No final da primeira música, “Brown Baby”, a imposição começou, seja alcançando a esperança ou lutando contra o desespero – ou ambos ao mesmo tempo. Sua voz é um soprano ressonante, com toques de Nina Simone, Lorraine Hunt Lieberson e, em sua intensidade e presença, Maria Callas. Bullock traz a qualidade da oração a tudo o que canta. As palavras estão sempre no centro das atenções. No final da gravação, você pode sentir o mundo ligeiramente diferente, com sua percepção um pouco alterada, sua receptividade um pouco aprimorada, seu senso de admiração um pouco melhorado.

Bullock está aparecendo neste fim de semana nas apresentações da Filarmônica de Los Angeles da ópera de John Adams “Girls of the Golden West”, que será gravada pela Nonesuch Records, a empresa que lançou “Walking in the Dark” em dezembro. Ela é uma figura conhecida no LA Phil, onde apareceu regularmente, incluindo cantar e atuar de forma inesquecível em uma produção, “Night and Dreams: A Schubert & Beckett Recital”, em 2017 para a orquestra criada pelo diretor Yuval Sharon. Em novembro, Bullock co-curou o festival “Rock My Soul” de LA Phil, centrado em duas compositoras negras negligenciadas, Florence Price e Margaret Bonds, com a intenção de “se envolver com tudo dentro e ao seu redor e encontrar prazer ao fazê-lo. ”

Ela acabou levando essas palavras mais a sério do que poderia ter antecipado. Acontece que ela não pôde comparecer pessoalmente ao festival, ficando em casa, em vez disso, com o marido, o maestro Christian Reif, em Munique. Em licença maternidade, ela havia acabado de dar à luz seu primeiro filho. Quando a conheci na semana passada nos escritórios do LA Phil, eu a encontrei envolvida com tudo ao seu redor e encontrando imensa diversão ao fazê-lo.
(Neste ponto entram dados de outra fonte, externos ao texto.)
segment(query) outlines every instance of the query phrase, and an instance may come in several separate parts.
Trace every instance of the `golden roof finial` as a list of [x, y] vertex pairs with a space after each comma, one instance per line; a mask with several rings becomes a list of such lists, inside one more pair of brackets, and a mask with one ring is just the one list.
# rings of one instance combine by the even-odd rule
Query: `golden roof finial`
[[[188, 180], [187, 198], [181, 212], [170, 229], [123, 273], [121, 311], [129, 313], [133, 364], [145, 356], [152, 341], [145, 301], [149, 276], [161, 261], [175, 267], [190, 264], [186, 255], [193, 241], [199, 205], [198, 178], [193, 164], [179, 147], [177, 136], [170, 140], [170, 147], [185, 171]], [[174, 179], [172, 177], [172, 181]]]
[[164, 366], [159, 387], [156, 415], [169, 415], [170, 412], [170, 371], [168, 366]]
Ela veio com seu filho de 3 meses, a quem ela alegremente cedeu os holofotes.

Uma mulher posa para uma fotografia.

A soprano Julia Bullock posa para um retrato no Walt Disney Concert Hall na quarta-feira, 18 de janeiro de 2023 em Los Angeles, CA.
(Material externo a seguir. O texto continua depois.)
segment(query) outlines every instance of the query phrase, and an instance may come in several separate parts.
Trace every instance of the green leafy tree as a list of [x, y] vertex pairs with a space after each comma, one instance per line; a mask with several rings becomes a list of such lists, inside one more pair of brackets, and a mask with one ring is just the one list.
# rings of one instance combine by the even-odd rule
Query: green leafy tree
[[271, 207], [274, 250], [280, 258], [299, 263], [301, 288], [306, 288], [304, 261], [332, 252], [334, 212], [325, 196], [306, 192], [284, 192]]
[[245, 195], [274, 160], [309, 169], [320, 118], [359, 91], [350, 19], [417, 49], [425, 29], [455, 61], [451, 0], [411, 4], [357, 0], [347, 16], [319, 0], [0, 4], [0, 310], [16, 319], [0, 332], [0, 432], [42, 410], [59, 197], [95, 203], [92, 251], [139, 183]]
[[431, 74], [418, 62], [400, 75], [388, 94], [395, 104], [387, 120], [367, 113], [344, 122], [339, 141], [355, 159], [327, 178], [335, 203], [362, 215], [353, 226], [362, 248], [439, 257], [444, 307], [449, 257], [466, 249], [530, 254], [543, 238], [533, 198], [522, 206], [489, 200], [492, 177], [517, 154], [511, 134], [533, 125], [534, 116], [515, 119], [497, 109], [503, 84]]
(Dania Maxwell/Los Angeles Times)

“Girls” será a primeira grande aparição de Bullock na Costa Oeste em três anos. Ela deveria cantar no Festival Ojai em junho, mas testou positivo para COVID-19 pouco antes de embarcar no avião de Munique para Los Angeles. Por causa de sua gravidez, ela não pôde estrelar a estreia da última ópera de Adams, “Antony and Cleopatra”, da qual ela foi a musa do compositor e que teve sua estreia mundial em São Francisco em setembro. Suas primeiras aparições desde o nascimento de seu filho foram no oratório de natividade de Adams “El Niño” no final de dezembro e cantando um punhado de canções em um programa de Ano Novo em Hamburgo, Alemanha.

Mas durante o bloqueio, Bullock permaneceu uma presença on-line ativa pedindo inclusão nas artes, ópera em particular, e se apresentando intensamente como sempre, mesmo no Zoom, de casa com o marido ao piano vertical. E foi então que ela gravou “Walking in the Dark”.
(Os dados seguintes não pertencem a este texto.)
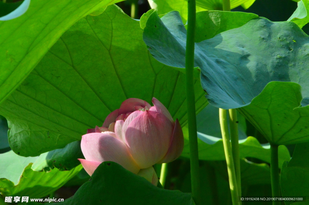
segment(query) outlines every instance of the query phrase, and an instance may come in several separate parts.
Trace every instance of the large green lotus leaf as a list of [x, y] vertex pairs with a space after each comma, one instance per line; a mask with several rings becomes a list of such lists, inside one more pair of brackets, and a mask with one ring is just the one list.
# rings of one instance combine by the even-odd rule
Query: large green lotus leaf
[[258, 17], [256, 14], [243, 12], [205, 11], [197, 12], [195, 42], [211, 39], [222, 32], [238, 28]]
[[270, 143], [309, 141], [309, 106], [302, 106], [301, 88], [292, 82], [269, 83], [251, 103], [239, 110]]
[[61, 171], [70, 170], [80, 164], [78, 159], [83, 159], [80, 141], [68, 144], [64, 148], [41, 154], [32, 168], [35, 171], [49, 171], [54, 167]]
[[[245, 8], [248, 8], [254, 2], [252, 0], [231, 0], [231, 9], [234, 9], [249, 2], [244, 5]], [[223, 10], [222, 0], [196, 0], [196, 5], [207, 10]]]
[[[201, 191], [203, 193], [201, 204], [231, 204], [225, 161], [203, 161], [201, 162], [200, 164], [200, 183]], [[270, 184], [270, 170], [268, 165], [241, 160], [240, 169], [242, 187], [262, 184]], [[180, 179], [181, 180], [180, 189], [183, 192], [192, 191], [190, 174], [189, 169], [188, 169], [186, 174]], [[231, 203], [229, 203], [230, 200]]]
[[118, 164], [105, 162], [99, 165], [89, 181], [63, 204], [193, 205], [188, 193], [163, 189]]
[[21, 157], [11, 150], [0, 154], [0, 178], [6, 178], [17, 184], [25, 167], [38, 157]]
[[74, 176], [66, 183], [64, 186], [66, 187], [72, 186], [81, 186], [89, 180], [90, 176], [86, 172], [85, 169], [83, 169], [77, 174]]
[[[232, 0], [231, 1], [231, 8], [235, 8], [242, 4], [243, 7], [246, 9], [250, 7], [255, 1], [255, 0]], [[188, 2], [187, 1], [185, 0], [148, 0], [148, 2], [149, 2], [149, 5], [151, 8], [155, 9], [158, 11], [159, 14], [164, 14], [170, 11], [175, 10], [178, 11], [180, 13], [183, 22], [184, 23], [185, 23], [187, 22], [188, 16]], [[242, 3], [242, 2], [244, 3]], [[222, 0], [200, 0], [197, 1], [196, 4], [196, 11], [197, 12], [204, 11], [206, 10], [222, 10]], [[219, 9], [215, 9], [216, 8], [215, 7]], [[218, 15], [218, 14], [220, 13], [220, 12], [218, 12], [218, 11], [216, 11], [214, 12], [211, 12], [210, 13], [212, 14], [215, 14], [215, 15]], [[230, 24], [224, 25], [225, 26], [233, 26], [233, 25], [235, 25], [235, 21], [237, 23], [237, 22], [239, 21], [245, 20], [246, 18], [245, 16], [237, 16], [237, 18], [233, 18], [237, 16], [237, 14], [235, 15], [234, 14], [235, 13], [229, 12], [231, 14], [229, 17], [231, 18], [227, 20], [229, 21], [231, 20], [231, 22], [229, 22], [231, 23]], [[247, 14], [247, 13], [243, 13]], [[201, 17], [199, 16], [198, 14], [198, 12], [197, 13], [197, 19], [198, 19], [199, 18]], [[228, 15], [230, 15], [229, 14]], [[257, 17], [257, 16], [256, 17]], [[214, 18], [213, 19], [214, 19]], [[214, 23], [216, 24], [219, 24], [219, 22], [217, 21], [216, 22], [216, 21], [215, 19], [214, 21]], [[247, 23], [247, 22], [245, 23]], [[225, 24], [225, 23], [223, 24]]]
[[60, 171], [54, 168], [48, 172], [36, 171], [31, 166], [37, 158], [19, 156], [12, 151], [0, 154], [2, 197], [43, 197], [58, 189], [83, 168], [80, 165], [70, 171]]
[[[181, 156], [190, 156], [189, 137], [188, 126], [183, 128], [184, 138], [184, 147]], [[222, 139], [197, 133], [198, 157], [200, 159], [207, 160], [225, 160]], [[265, 162], [270, 162], [270, 147], [269, 145], [261, 145], [255, 138], [248, 137], [239, 141], [239, 156], [241, 158], [252, 157]], [[289, 161], [290, 157], [289, 150], [284, 145], [279, 147], [279, 166], [281, 167], [285, 161]]]
[[[238, 114], [239, 114], [239, 113]], [[240, 114], [237, 115], [240, 157], [253, 157], [270, 162], [269, 144], [261, 145], [255, 138], [247, 138], [246, 120]], [[219, 119], [219, 109], [209, 105], [197, 115], [199, 158], [208, 160], [224, 160], [225, 159]], [[187, 126], [183, 129], [186, 145], [182, 156], [189, 157], [188, 135]], [[279, 147], [279, 166], [281, 168], [285, 161], [290, 158], [289, 152], [284, 146]]]
[[[180, 13], [184, 23], [188, 18], [188, 2], [185, 0], [148, 0], [152, 9], [155, 9], [159, 14], [164, 14], [176, 10]], [[205, 9], [197, 6], [196, 11], [205, 10]]]
[[[297, 144], [291, 160], [287, 164], [285, 163], [282, 165], [280, 177], [282, 196], [308, 196], [309, 192], [308, 181], [309, 143], [306, 142]], [[292, 203], [288, 201], [285, 202], [286, 204]], [[300, 203], [300, 204], [307, 204], [298, 203]]]
[[[153, 55], [170, 66], [185, 66], [186, 31], [179, 13], [151, 14], [144, 41]], [[210, 103], [224, 109], [245, 106], [271, 81], [292, 81], [309, 96], [309, 40], [296, 24], [263, 18], [195, 43], [195, 66]]]
[[[229, 119], [228, 112], [227, 113], [227, 119]], [[247, 137], [246, 119], [239, 113], [237, 113], [239, 138], [240, 140], [243, 139]], [[219, 108], [211, 105], [208, 105], [197, 115], [196, 121], [197, 132], [201, 139], [203, 138], [202, 136], [205, 135], [208, 135], [210, 138], [211, 137], [222, 138], [219, 118]], [[228, 121], [229, 127], [229, 122]]]
[[287, 20], [293, 21], [302, 28], [309, 22], [308, 11], [309, 11], [309, 1], [301, 0], [297, 3], [297, 8]]
[[[196, 70], [197, 112], [207, 105]], [[25, 156], [63, 147], [102, 126], [127, 98], [153, 96], [186, 123], [184, 69], [158, 62], [142, 40], [139, 21], [116, 6], [83, 18], [66, 32], [1, 106], [9, 141]]]
[[16, 18], [0, 21], [0, 103], [77, 21], [120, 0], [32, 0]]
Perguntei a Bullock, que tem entusiasmo e prontidão para rir, como ela acha que pode ter mudado vocal e artisticamente com tudo isso.

“Todo mundo fala sobre como dar à luz vai colocar você em um lugar diferente”, ela respondeu. “Quero dizer, uau, que incrível. Tem sido tão gratificante. E é muito interessante voltar um pouco mais velho para ‘Girls’ ou qualquer peça.”

Ser mãe, diz ela, “permite que outra prioridade entre. Há tempo e espaço suficientes, desde que eu não os desperdice com o que realmente não acho valioso”. A esse respeito, Bullock pode ter mudado muito pouco.

Adams criou Dame Shirley em “Girls of the Golden West”, que estreou em São Francisco em 2017, para Bullock, que trouxe um brilho excepcional à mulher da vida real que narrou a Corrida do Ouro na Califórnia. A ópera termina com Bullock cantando uma ode ao magnífico céu da Califórnia.

Foi o nosso céu sob o qual Bullock também se encontrou, de certa forma. Nascida em St. Louis em 1987, filha de pai negro, que era chefe de habitação e desenvolvimento urbano no leste do Missouri, e mãe branca, também urbanista, a soprano diz que cresceu não nas artes, mas cercada por elas.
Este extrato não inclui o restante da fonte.